In traditional null hypothesis significance testing (NHST), a p-value tells you how surprising your data would be if the null hypothesis were true. But it doesn’t tell you how much evidence you have for one hypothesis relative to another. That is where Bayes Factors come in.
A Bayes Factor is a ratio that expresses how much more likely the observed data are under one hypothesis compared to another.
There are two versions, and which one you see depends on which hypothesis is in the numerator:
\[ BF_{10} = \frac{\text{Likelihood of data under } H_1}{\text{Likelihood of data under } H_0} \]
\[ BF_{01} = \frac{\text{Likelihood of data under } H_0}{\text{Likelihood of data under } H_1} \]
(Note: \(H_0\) is the null hypothesis and \(H_1\) is the alternative hypothesis… as if there were only one…)
The subscript tells you the story: BF10 puts the alternative hypothesis (\(H_1\)) on top, so values greater than 1 favor \(H_1\). BF01 puts the null hypothesis (\(H_0\)) on top, so values greater than 1 favor \(H_0\).
BF01 works the same way but in reverse:
Different software packages report different versions. JASP, for example, reports both.
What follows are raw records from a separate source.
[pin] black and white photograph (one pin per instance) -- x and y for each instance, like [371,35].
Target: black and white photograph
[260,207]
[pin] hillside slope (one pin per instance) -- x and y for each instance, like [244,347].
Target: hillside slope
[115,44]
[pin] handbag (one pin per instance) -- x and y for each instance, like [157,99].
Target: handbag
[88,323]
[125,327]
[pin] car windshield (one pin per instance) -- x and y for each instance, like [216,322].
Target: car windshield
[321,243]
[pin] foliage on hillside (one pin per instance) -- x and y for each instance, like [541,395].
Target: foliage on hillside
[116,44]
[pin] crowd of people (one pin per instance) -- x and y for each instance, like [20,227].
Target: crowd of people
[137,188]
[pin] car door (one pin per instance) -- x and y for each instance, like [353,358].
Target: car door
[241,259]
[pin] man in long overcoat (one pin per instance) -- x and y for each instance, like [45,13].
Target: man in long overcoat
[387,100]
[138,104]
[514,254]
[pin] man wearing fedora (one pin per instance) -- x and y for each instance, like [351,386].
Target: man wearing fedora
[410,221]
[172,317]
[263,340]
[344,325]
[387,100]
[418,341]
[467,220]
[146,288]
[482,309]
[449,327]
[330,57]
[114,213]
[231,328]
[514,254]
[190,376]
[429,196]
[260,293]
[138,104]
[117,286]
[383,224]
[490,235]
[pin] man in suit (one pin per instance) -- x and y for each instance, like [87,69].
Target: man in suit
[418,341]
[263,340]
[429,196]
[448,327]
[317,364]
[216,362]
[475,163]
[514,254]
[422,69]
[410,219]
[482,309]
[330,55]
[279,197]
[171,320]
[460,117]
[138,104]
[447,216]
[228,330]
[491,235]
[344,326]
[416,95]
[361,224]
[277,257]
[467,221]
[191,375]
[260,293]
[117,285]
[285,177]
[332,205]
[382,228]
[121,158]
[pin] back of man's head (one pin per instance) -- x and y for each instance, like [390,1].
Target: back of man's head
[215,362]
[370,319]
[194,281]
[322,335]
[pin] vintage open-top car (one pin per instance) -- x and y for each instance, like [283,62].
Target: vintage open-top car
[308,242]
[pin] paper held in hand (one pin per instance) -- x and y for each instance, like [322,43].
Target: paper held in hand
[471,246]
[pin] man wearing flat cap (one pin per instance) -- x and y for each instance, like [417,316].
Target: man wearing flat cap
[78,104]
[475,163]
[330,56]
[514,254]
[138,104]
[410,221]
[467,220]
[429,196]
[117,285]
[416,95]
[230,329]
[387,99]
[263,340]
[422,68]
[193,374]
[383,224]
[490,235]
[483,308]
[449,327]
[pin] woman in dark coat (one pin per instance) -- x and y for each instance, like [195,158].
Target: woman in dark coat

Always check the subscript before interpreting.
Because BF10 and BF01 are just the same ratio flipped upside down, they are exact mathematical inverses of each other:
\[ BF_{01} = \frac{1}{BF_{10}} \qquad \text{and} \qquad BF_{10} = \frac{1}{BF_{01}} \]
This means if you are given one, you can always compute the other.
If \(BF_{10} = 5\):
\[ BF_{01} = \frac{1}{5} = 0.20 \]
If \(BF_{01} = 4\):
\[ BF_{10} = \frac{1}{4} = 0.25 \]
If \(BF_{10} = 1\):
\[ BF_{01} = \frac{1}{1} = 1 \]
When \(BF_{10} = BF_{01} = 1\), there is no evidence favoring either hypothesis.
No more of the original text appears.